Smart pointers instead of GC?
Matthias Einwag
matthias.einwag at googlemail.com
Wed Feb 5 00:09:19 PST 2014
>> Again, what happens with:
>>
>> T identity(T t) { return t; }
>>
>> ? I.e. the transference of the argument pointer type to the
>> return type?
>
> As far as I see, in Rust the pointer type is lost on the return
> value as well, if your function takes a reference (borrowed
> pointer). But you can do:
>
> fn identity(x: &T) -> T {
> return *T;
> }
>
> fn main() {
> let a = ~T;
> let r = ~identity(a);
> }
>
> That is: pass by reference and return a value type.

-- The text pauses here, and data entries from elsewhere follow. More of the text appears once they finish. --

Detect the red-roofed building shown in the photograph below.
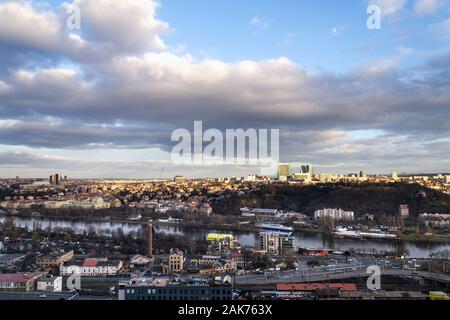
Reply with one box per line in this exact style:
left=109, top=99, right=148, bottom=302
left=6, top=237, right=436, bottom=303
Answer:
left=277, top=283, right=358, bottom=297
left=0, top=273, right=43, bottom=291
left=83, top=259, right=97, bottom=267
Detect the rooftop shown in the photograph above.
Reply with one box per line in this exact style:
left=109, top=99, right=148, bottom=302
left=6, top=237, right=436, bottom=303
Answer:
left=277, top=283, right=357, bottom=291
left=0, top=273, right=42, bottom=283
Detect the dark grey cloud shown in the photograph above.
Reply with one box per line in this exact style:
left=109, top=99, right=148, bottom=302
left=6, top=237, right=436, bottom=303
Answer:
left=0, top=0, right=450, bottom=176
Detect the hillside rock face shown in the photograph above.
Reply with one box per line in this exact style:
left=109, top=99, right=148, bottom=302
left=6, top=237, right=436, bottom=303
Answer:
left=213, top=183, right=450, bottom=216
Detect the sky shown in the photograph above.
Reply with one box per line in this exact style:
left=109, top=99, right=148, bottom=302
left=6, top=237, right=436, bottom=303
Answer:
left=0, top=0, right=450, bottom=178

If you then
> pass an owned pointer ~T, you can directly construct the
> returned value in heap allocated memory ~identity(a) and assign
> the resulting owned pointer. The compiler is smart enough to
> not do unnecessary copies.
This would definetly make r an unbecessary heap copy.
Return *x would also only work for POD values, because for all
others it would cause a (not allowed) move ibstead of a copy. For
a copy you would have to return x.clone().
You can return by reference in rust, but you have to annotate
everything with proper lifetimes.
Possibly incorrect example:
fn identity<'a>(x: &'a T) -> &'a {
x
}
I dont think the comparisons to rust make too much sense because
the whole system works completely different. For D the question
mainly is how to manage classes (and also interfaces to them)
with GC or ARC. Rust at the moment can't manage any
interfaces/traits with theit smart pointers.